Well I’ve learnt my lesson.
Before I went to Africa’s Gold Coast, I did not realise that the food over there is not the same as back home. The day we arrived, the lunch at Big Boss was delicious but halfway through my mouth felt as if it was on fire. Then the stomach had to take the punch. Water, cold drinks, I tried it all but no relief.
Ice cubes were the only things on my mind but the house was about 100 metres away. Any sprinter would never have caught up with me that day.
Two days later after the opening ceremony, I was back to myself. I had come to terms with the food. What you see is what you get. The burning feeling went away and to my surprise the stomach started cramping.
Too many people (luckily men only) stayed together in the house. The house had many rooms each with a bathroom and toilet. I stayed just next to a commune room and had to wait my turn to use the toilet or bathroom.
Now to stand in the queue for the toilet was another story. Four hours later I was exhausted, run down, had no power, and I needed fresh air. The supporters all went to the beach and I was left behind in the toilet without anybody asking my whereabouts.
But that was that. Enjoying what Accra had to offer is what we were looking for.
The main traditional dish is a “Kenke”, a boiled fermented corn dough with lots of HOT pepper, dried fish or fried fish with Pepper called “banku”. A plate is cheap at only 10 Ghana Cdi (N$20). What is very tasty is the groundnut soup.

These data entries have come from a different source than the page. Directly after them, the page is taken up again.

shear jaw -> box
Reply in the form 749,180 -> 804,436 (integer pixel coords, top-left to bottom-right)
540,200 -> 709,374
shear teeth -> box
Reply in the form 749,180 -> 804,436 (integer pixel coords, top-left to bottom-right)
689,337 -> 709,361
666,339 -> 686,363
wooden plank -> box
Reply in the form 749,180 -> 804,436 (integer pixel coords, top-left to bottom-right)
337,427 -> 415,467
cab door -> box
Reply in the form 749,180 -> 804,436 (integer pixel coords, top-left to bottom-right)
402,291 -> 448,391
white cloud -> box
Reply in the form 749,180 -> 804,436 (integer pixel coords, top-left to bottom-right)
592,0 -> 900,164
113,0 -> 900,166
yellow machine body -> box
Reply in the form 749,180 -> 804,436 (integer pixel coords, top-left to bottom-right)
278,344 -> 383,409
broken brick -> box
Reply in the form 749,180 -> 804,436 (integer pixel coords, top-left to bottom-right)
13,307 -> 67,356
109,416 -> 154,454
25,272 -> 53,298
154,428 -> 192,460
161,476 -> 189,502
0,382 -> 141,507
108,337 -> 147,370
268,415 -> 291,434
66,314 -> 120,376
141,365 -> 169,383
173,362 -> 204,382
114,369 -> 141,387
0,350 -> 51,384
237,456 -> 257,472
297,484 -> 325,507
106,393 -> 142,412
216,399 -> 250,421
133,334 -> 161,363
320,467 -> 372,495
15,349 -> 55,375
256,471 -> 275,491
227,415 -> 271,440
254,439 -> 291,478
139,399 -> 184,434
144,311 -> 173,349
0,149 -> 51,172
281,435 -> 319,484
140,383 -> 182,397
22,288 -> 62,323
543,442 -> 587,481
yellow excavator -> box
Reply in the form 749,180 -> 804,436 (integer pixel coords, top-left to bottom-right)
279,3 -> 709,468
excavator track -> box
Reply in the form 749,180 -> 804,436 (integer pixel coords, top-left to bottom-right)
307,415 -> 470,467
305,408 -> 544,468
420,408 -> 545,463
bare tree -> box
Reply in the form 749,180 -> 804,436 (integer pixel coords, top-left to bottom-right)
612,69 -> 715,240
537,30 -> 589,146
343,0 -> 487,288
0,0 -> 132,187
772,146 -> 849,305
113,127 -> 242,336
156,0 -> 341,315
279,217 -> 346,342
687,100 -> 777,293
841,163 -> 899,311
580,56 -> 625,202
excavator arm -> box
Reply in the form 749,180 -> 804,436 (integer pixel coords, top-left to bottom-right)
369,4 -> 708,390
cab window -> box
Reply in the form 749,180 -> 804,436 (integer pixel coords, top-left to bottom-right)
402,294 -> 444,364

Things were rather expensive over there but that was understandable as the continent’s “World Cup” was on the menu.
“Omo tuo” is a bowl of rice served with palm or groundnut soup. Now the hot spicy ground pepper is not the one we find on the Shoprite shelves. This is hot stuff. There were also kebabs of meat or liver dipped and grilled – very succulent.
Drinks include maize beer and palm milk.
What can one say, eat drink and let’s be merry. The normal cold drinks like Coke, Fanta, Pepsi and the likes are all there but do not taste the same as back home.